The 2500 and 3500 go on sale in the second quarter of this year and will offer all the same convenience and luxury features that helped make the smaller 1500 truck of the year.
Volkswagen updates Passat
Volkswagen updated its U.S.-built Passat midsize sedan. The 2020 model gets a new grille and a 2.0L turbocharged engine with torque increased to 207 pound-feet. Standard 17-inch wheels and LED headlights and taillights should also stand out for customers.
VW also announced it’s investing $800 million in its Chattanooga, Tennessee, plant to build electric vehicles in the United States.
Toyota Supra roars back
Racing enthusiast and Toyota Corp. President Akio Toyota was beside himself with pleasure as he revealed the 2020 Supra coupe.
Developed with BMW, and using a BMW chassis and straight-six engine, the Supra nonetheless is immediately recognizable as a Toyota. It boasts 335 hp.
Nissan: Electric Maxima successor?
Sleek and new, but with identifiable Nissan features such as a V-shaped grille, the IMs concept sedan likely foreshadows the next generation of the automaker’s signature Maxima sedan. The IMs has front and rear electric motors for all-wheel drive and a total of 483 hp and 590 pound-feet of torque.
Nissan projects a range of 380 miles.
Don’t be surprised if Nissan builds a production EV sport sedan that looks like the IMs in the next three-four years.
Kia Telluride’s luxury
In a world of increasing rounded SUVs, the 2020 Kia Telluride stands out thanks to distinctive squared-off looks – right down to square taillights.
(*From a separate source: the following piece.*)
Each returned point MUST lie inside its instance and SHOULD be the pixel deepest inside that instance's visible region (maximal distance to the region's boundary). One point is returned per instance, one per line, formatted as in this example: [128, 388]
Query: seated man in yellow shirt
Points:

The three-row SUV can seat up to eight and has a 291-hp V6.
The Telluride shares its underpinnings with the new Hyundai Palisade, but looks nothing like it.
In addition to exterior difference, the Telluride’s interior boasts high-end materials, including a suede-like headliner.
Infiniti’s future style arrives
The QX Inspiration takes full advantage of the new engineering that will underpin electric vehicles to turn a new page in Infiniti design. The roof allows light to filter in, while the interior features five spring-like colors and a marble-topped center console.
The steering wheel is small and retractable, because the QX is capable of fully autonomous operation. Batteries would be fitted under the floor, making room for an open cabin with center-opening doors.
Lexus shows LC convertible
Toyota’s Lexus luxury brand made no secret of the fact that it’s considering building a convertible version of its LC coupe. The LC concept seems destined for production and sale, even though the show car at Cobo Center doesn’t have a roof and Lexus says whether it’s a soft or hardtop convertible will be determined by customer preference.
Other than that, the concept’s luxurious interior is a dead ringer for the coupe.
Lexus also unveiled a performance version of its smaller RC coupe that accelerates to 60 mph in less than 4.0 seconds.
The North American International Auto Show opens to the public Jan. 19. The annual Charity Preview raising money for local groups is Friday evening. Tickets at: naias.com.